Miranda Hinkley: And what do those memoirs reveal about her life?

Jacqui Ansell: Well, they reveal all sorts of salacious details I’m sure, but one of the things that amuses me is that she’s very keen to refute this idea that she ever had an affair with Collon. And her defence is that Collon as the Finance Minister wore this very formal wig. And she says ‘everybody knows how much I detest wigs!’.

And if you look at our painting she’s got the most gorgeous sort of puffed out, roughed up hair and she was famous for getting her sitters – who’d presumably spent hours and hours having their coiffeur elevated to the appropriate height and stiffened and powdered – and she’d just get them into the studio and muss up their hair to make them look natural a la Jean Jacques Rousseau. She’s very much of that era really... going into Romanticism.

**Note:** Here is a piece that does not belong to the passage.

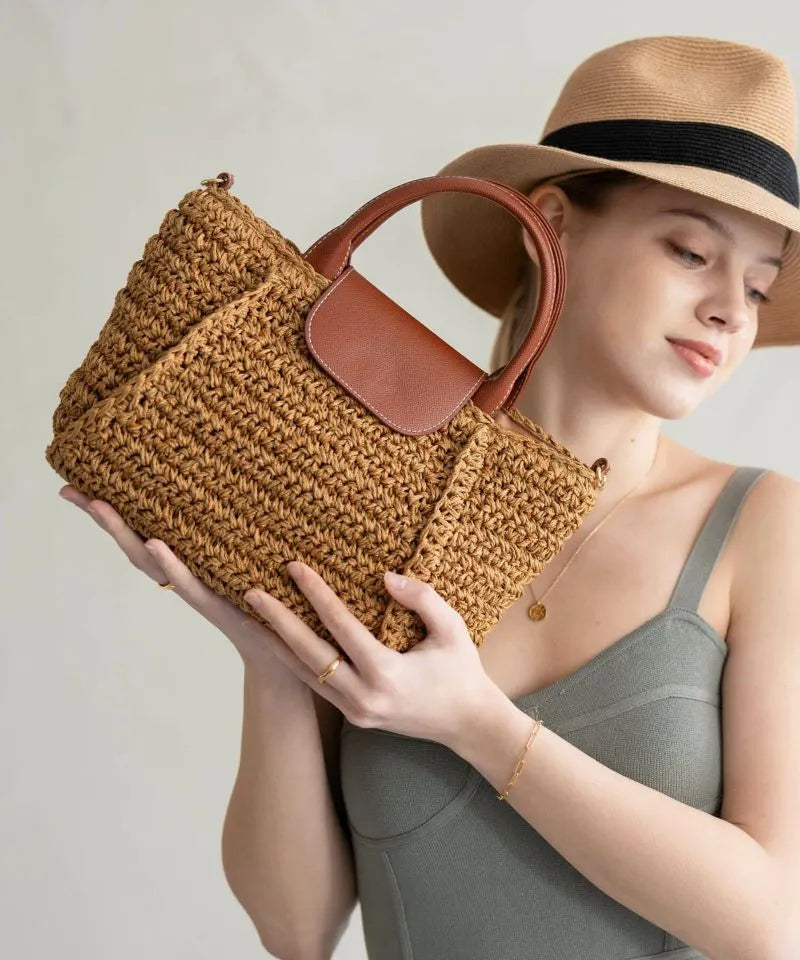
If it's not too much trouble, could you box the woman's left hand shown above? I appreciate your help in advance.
[245,561,498,747]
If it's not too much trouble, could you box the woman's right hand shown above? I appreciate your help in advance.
[59,484,305,687]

Miranda Hinkley: So we’ve got the painter as stylist as well as artist...

Jacqui Ansell: Yes and she’s very stylish in this painting, isn’t she – the most fashionable dress possible. But some very cruel critics looked at this painting – this ultimate evocation of youthful artist and said of her...in French, so it rhymed, which I can’t do – there’s only one problem with this painting – the painting is beautiful, but Lizette is ugly. It does seem you couldn’t really win – you know, there she is, she’s got to emphasise her youth and beauty to get success in some quarters, but if she gilds the lily too much, then of course she’s giving in to that terrible female vice of vanity.

But it’s fascinating that the feminist art-historians, having first posed the question in the 1970s – why were there no great women artists? – they don’t just then come and say ‘well, here’s a great artist, by anyone’s concerns, a great artist’... they then come along criticising her for pandering to male expectations of femininity because she has these red lips parted. To which I’d probably reply – well, lips aren’t just for kissing. And to my mind her parted lips and her extended hand are an invitation to talk and to tell us that she’s more than a pretty face. And of course she was always accused of not painting her pictures herself... if you look at the colours of the flowers on the hat... then look at her paint palette... then look at the colours on her brushes – and it’s as though she’s saying to her critics: ‘who did this painting? I did this painting. And I’ve just finished it.’

Miranda Hinkley (in the studio): Thanks to Jacqui Ansell. If you’d like your own audience with Elizabeth Vigée Le Brun, her 'Self-Portrait in a Straw Hat' is on display in Room 33. Or you can also take a closer look at the painting – along with all the other works in the permanent collection – online at www.nationalgallery.org.uk.